The increase further confirms the explosion of bias incidents the Southern Poverty Law Center and other civil rights organizations and journalists have documented that jumped after the 2016 election and have continued during the Trump presidency.

“While everybody should be horrified by these jaw-dropping statistics, these numbers still fail to paint a complete picture of the enormity of the problem,” said Sikh Coalition Legal Director Amrith Kaur.

All 49 states that report hate crimes (Hawaii does not participate in the data gathering) had jurisdictions not reporting any hate crimes in 2017, accounting for 87.4 percent of all agencies taking part in the Hate Crime Statistics Program.

More than 300 jurisdictions representing populations of at least 50,000 people reported zero hate crimes in 2017.

Some smaller jurisdictions, such as University City, Missouri, where vandals toppled tombstones in a Jewish cemetery in February 2017, didn’t take part in the reporting at all.

The FBI reported 7,106 single-bias incidents involving 8,493 victims. Just more than 59 percent of those victims were targeted because of their race, ethnicity or ancestry; another 20.6 percent were targeted because of the offenders’ religious bias; 15.8 percent were chosen because of the offenders’ sexual-orientation bias; 1.9 percent were victimized because of the offenders’ disability bias; 1.6 percent were targeted because of the offenders’ gender-identity bias; and 0.6 percent were victimized because of the offenders’ gender bias.

Multiple-bias hate crimes involved 335 victims in 69 incidents.

Of the religious belief-based crimes, 58.1 percent of victims were targeted because they were Jewish. That’s 938 incidents involving 1,749 victims in 2017. The jump to 938 incidents from 684 in 2016 marks an increase of 37 percent.

That marked the biggest jump in religious-bias crimes in 2017.

The majority of known offenders — 50.7 percent — were white, while 21.3 percent were African American.

The race of 19.1 percent of offenders was unknown, with the rest being made up of small percentages of American Indian, Alaska Native, Asian or multiple-race offenders.

“The Department of Justice’s top priority is to reduce violent crime in America, and hate crimes are violent crimes. They are also despicable violations of our core values as Americans,” Acting Attorney General Matthew Whitaker said in a statement.

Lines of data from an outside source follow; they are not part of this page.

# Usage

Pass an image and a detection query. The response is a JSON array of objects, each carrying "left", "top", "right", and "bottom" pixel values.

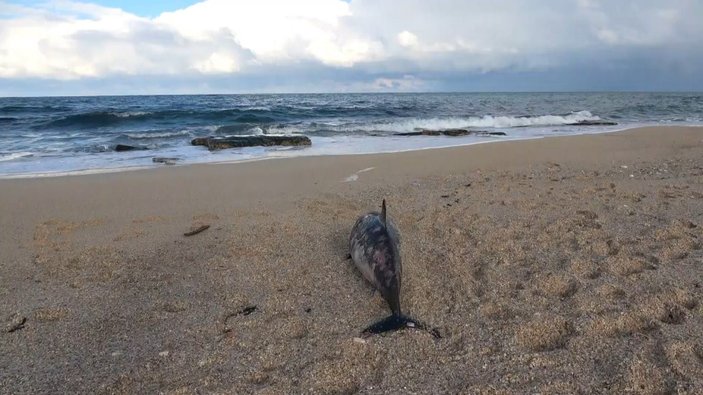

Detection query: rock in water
[
  {"left": 566, "top": 121, "right": 618, "bottom": 126},
  {"left": 115, "top": 144, "right": 147, "bottom": 152},
  {"left": 151, "top": 156, "right": 180, "bottom": 165},
  {"left": 394, "top": 129, "right": 506, "bottom": 137},
  {"left": 190, "top": 137, "right": 212, "bottom": 147},
  {"left": 207, "top": 135, "right": 312, "bottom": 150}
]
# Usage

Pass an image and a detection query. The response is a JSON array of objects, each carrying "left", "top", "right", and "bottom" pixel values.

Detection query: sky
[{"left": 0, "top": 0, "right": 703, "bottom": 96}]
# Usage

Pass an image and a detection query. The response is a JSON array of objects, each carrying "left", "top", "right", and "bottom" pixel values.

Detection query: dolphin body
[{"left": 349, "top": 199, "right": 424, "bottom": 334}]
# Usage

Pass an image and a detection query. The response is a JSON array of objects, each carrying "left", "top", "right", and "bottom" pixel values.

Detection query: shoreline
[
  {"left": 0, "top": 125, "right": 703, "bottom": 180},
  {"left": 0, "top": 127, "right": 703, "bottom": 394}
]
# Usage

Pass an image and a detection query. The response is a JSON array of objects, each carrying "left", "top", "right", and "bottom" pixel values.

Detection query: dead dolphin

The Arab American Institute’s Executive Director Maya Berry called the numbers disappointing.

“The FBI data confirms the reality we all know: hate is increasing in America,” Berry said. “The FBI data, in what is missing from it, also demonstrates the hate crime reporting system we have in place is falling to respond adequately to hate crime, and thus inform fully the policy remedies we must make to improve our response to hate.”

Photo credit: Win McNamee/Getty Images

Update: An earlier version of this story erroneously stated that Portland, Oregon recorded no hate crimes in 2017. In fact, they recorded 18 hate crimes. However, the racially charged murders on a Portland MAX train were not classified as hate crimes.